構造材や床、壁、天井、家具、建具設備機器といった住宅を構成する材料は、すべて熱を蓄えることができます。住宅を外側で断熱すると、構造材も基礎コンクリートもすべて建物の熱容量になるため、内断熱の一般的な住宅より、熱容量が大きくなります(約3倍)。
熱容量の大きい家ほど外気の温度変化の影響を受けにくく、温まるまでは時間がかかるのですが、一度暖まると冷めにくいのです。家全体が暖まり、部屋間の温度差も無くなれば、結露を防ぐ効果もあります。

「外断熱」と「内断熱」


気密:高気密化の必要性

気密性の低い住宅(=隙間が多い)は、冬はそこから室内の熱が逃げ、
代わりに冷たい空気が入ってきます。特に暖かい空気は上に移動し上部の隙間から逃げていきますから、暖房をしても足元が冷え、不快なだけでなく健康にも良くありません。夏は、外の湿度の高いため、室内に水蒸気が入りやすく、冷房の効率が悪くなります。

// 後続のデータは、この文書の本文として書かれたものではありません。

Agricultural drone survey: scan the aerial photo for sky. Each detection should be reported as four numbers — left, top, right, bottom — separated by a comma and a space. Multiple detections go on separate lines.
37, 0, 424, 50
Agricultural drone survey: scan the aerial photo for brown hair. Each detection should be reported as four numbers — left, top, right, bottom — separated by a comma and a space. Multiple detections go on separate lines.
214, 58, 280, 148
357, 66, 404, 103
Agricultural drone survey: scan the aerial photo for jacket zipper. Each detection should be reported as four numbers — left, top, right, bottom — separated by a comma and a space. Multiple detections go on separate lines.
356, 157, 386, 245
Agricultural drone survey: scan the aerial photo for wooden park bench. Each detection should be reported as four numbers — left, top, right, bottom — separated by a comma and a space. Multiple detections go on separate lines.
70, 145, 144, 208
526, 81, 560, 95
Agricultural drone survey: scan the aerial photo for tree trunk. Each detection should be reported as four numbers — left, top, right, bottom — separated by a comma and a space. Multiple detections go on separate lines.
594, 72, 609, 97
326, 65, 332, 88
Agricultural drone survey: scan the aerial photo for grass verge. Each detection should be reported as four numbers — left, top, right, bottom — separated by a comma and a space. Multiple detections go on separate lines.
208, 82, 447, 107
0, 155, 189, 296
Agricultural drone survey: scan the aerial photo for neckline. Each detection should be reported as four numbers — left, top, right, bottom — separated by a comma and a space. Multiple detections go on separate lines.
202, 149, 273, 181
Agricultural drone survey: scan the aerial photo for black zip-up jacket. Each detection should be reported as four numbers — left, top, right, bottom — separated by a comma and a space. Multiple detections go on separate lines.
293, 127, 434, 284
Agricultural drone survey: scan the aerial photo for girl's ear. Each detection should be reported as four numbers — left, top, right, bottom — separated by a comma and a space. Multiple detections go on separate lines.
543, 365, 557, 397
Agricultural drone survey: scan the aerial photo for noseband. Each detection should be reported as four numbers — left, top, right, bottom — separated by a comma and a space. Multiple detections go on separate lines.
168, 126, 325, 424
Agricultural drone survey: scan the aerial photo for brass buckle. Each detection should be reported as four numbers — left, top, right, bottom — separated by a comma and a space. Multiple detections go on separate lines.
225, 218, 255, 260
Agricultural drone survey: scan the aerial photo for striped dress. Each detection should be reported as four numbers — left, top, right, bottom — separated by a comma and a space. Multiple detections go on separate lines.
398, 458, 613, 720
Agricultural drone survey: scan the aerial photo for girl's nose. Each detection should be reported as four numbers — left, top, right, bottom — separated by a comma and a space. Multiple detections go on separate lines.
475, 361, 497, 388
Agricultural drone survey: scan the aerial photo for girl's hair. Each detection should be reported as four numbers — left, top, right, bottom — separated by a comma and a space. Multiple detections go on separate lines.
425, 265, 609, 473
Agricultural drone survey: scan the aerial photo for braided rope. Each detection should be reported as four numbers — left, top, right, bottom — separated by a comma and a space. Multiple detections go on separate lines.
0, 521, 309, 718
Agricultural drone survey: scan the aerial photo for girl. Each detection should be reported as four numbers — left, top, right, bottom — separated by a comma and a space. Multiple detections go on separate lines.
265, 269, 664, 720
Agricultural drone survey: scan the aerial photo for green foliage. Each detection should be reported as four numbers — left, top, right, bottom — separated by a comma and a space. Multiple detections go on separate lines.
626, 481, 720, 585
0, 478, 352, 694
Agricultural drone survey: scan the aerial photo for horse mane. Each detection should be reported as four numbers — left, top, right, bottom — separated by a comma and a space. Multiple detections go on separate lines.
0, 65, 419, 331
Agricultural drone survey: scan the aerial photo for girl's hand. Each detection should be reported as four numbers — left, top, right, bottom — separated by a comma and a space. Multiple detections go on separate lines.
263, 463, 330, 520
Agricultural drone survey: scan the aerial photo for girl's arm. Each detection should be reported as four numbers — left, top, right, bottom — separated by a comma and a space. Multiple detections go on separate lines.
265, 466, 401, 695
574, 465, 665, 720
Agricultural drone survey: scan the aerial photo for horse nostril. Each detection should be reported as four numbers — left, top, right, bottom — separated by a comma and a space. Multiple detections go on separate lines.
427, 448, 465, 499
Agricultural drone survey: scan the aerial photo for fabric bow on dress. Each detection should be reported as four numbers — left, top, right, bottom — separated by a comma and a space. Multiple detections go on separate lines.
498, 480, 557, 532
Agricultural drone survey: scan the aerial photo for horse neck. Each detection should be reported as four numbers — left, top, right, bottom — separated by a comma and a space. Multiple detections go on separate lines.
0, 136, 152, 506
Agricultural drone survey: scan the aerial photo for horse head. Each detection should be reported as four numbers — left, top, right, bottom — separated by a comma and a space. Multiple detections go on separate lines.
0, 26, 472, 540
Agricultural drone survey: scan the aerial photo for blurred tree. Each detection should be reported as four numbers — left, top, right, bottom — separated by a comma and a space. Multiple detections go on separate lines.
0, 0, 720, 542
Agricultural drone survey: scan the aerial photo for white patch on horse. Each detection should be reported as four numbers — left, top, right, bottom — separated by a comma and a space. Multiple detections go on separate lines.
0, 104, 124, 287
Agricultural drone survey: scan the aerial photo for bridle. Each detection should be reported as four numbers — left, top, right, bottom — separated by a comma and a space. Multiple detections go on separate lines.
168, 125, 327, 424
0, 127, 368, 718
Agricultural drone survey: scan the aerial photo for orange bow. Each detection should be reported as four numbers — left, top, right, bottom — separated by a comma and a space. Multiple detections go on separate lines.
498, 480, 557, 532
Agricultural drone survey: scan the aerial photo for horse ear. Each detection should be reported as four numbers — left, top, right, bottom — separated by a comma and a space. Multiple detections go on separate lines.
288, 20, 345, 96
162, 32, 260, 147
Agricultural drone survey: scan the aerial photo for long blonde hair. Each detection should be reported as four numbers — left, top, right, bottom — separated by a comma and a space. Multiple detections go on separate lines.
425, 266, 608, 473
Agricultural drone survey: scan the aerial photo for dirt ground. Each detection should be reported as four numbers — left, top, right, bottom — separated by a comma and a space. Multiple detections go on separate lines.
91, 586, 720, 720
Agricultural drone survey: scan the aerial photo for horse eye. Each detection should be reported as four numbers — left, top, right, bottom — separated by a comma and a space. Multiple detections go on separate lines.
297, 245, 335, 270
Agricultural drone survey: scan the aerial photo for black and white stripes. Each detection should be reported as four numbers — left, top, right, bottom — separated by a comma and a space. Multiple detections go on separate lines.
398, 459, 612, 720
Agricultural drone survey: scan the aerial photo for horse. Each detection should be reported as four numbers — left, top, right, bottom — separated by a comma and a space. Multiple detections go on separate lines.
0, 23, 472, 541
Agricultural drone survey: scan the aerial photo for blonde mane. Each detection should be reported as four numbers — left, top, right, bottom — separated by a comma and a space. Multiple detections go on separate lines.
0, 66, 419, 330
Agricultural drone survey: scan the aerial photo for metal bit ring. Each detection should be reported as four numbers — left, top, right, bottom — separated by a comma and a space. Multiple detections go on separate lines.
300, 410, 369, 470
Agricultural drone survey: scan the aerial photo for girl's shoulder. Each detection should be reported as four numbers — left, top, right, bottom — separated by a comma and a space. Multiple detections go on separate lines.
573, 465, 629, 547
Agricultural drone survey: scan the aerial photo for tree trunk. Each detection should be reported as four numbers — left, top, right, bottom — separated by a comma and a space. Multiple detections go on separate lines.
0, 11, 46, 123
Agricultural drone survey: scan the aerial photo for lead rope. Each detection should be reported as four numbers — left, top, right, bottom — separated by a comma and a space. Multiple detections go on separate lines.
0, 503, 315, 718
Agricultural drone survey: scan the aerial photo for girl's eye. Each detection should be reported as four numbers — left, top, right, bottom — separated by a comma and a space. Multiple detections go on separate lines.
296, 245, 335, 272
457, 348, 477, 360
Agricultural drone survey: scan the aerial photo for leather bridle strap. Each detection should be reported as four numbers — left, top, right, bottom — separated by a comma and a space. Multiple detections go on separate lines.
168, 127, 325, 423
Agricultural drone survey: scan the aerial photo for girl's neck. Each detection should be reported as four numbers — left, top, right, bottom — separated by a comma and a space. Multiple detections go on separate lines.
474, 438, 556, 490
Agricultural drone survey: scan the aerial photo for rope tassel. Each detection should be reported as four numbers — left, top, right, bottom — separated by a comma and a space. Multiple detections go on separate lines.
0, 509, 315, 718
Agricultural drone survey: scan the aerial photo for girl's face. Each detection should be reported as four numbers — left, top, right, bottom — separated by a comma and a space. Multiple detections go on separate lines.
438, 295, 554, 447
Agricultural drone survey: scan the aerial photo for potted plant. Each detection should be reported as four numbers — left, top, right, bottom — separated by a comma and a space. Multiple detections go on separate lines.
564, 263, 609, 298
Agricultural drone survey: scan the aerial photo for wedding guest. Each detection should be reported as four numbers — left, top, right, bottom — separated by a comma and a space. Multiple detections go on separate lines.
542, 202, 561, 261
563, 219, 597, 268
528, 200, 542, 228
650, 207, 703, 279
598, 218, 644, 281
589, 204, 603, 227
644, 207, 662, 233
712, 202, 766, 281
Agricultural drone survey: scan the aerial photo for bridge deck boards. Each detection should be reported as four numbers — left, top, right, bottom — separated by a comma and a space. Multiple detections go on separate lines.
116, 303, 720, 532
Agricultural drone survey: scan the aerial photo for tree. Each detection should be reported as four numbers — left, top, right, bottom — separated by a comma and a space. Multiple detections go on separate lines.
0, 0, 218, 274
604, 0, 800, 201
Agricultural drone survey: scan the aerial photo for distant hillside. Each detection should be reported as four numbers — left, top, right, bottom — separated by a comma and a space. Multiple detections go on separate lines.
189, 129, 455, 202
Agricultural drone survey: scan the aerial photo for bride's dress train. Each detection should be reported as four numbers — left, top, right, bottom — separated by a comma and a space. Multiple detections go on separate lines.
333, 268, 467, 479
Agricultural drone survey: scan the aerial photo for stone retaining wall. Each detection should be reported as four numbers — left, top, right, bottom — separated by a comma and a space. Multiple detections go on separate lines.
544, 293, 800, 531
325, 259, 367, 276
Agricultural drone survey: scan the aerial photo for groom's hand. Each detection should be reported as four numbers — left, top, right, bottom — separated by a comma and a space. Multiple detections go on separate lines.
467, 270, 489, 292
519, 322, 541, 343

気密性の高い住宅(=隙間が少ない))ほど熱が逃げにくくなり、冬は暖かい空気の上昇を抑え込むことができ、隙間風をなくすことができるので、室温のムラも減り効率的に暖房することができます。夏は、水蒸気の流入が少なくなるため、除湿・冷房の効率が良くなります。

換気について言えば、気密性の低い住宅は、機械換気設備があったとしても、いろんな場所から外気が入ってくるので、汚染された室内の空気がうまく外に出ていきません。気密性能の高い家は、排気と給気を明確にすることができるので、簡単に汚染空気を排出し新鮮空気を取り入れることができます。

高気密化の必要性高気密化の必要性


除湿:床下除湿機を設置

床下除湿機を設置床下除湿機を設置
日本の夏は蒸し暑く、7月の月間平均湿度はどの地域でも75%以上。このような環境では、木が腐りやすく、特に湿気がこもる床下が心配です。快適な家づくりには、床下まで気を配らなくてはなりません。床下は、家を支える要。床下環境が室内環境と同じように快適ならば、家全体は長持ちし、室内の温度と湿度が一定に保たれ室内空気をキレイに保つことができます。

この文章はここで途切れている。